Abstract

Pacific ciguatoxin-1 (P-CTX-1), is a highly lipophilic cyclic polyether molecule originating from the marine dinoflagellateGambierdiscus toxicus. Its effects were investigated on sodium channel subtypes present in acutely dissociated rat dorsal root ganglion neurons, using whole-cell patch clamp techniques.
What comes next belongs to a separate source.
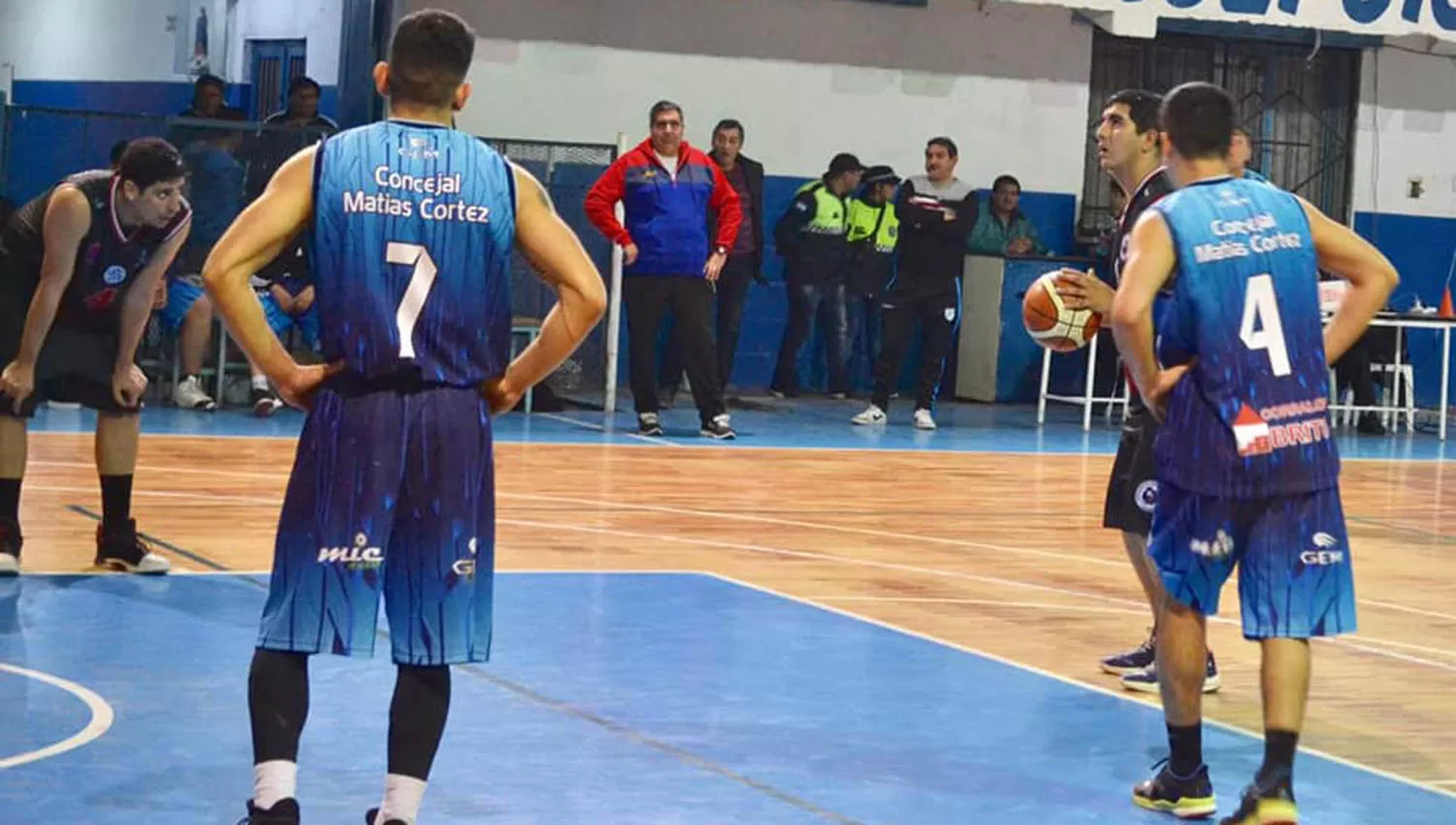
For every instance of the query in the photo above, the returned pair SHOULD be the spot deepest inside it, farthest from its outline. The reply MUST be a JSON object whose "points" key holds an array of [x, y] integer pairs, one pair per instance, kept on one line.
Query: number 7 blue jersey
{"points": [[1251, 419], [413, 235]]}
Concentrations of P-CTX-1 ranging from 0.2 to 20 nM had no effect on the kinetics of tetrodotoxin-sensitive (TTX-S) or tetrodotoxin-resistant (TTX-R) sodium channel activation and inactivation, however, a concentration-dependent reduction in peak current amplitude occurred in both channel types. The main actions of 5 nM P-CTX-1 on TTX-S sodium channels were a 13-mV hyperpolarizing shift in the voltage dependence of sodium channel activation and a 22-mV hyperpolarizing shift in steady-state inactivation (h_∞). In addition, P-CTX-1 caused a rapid rise in the membrane leakage current in cells expressing TTX-S sodium channels. This effect was blocked by 200 nM TTX, indicating an action mediated through TTX-S sodium channels. In contrast, the main action of P-CTX-1 (5 nM) on TTX-R sodium channels was a significant increase in the rate of recovery from sodium channel inactivation. These results indicate that P-CTX-1 acts to modify voltage-gated sodium channels present in peripheral sensory neurons consistent with its action to increase nerve excitability. This provides an explanation for the sensory neurological disturbances associated with ciguatera fish poisoning.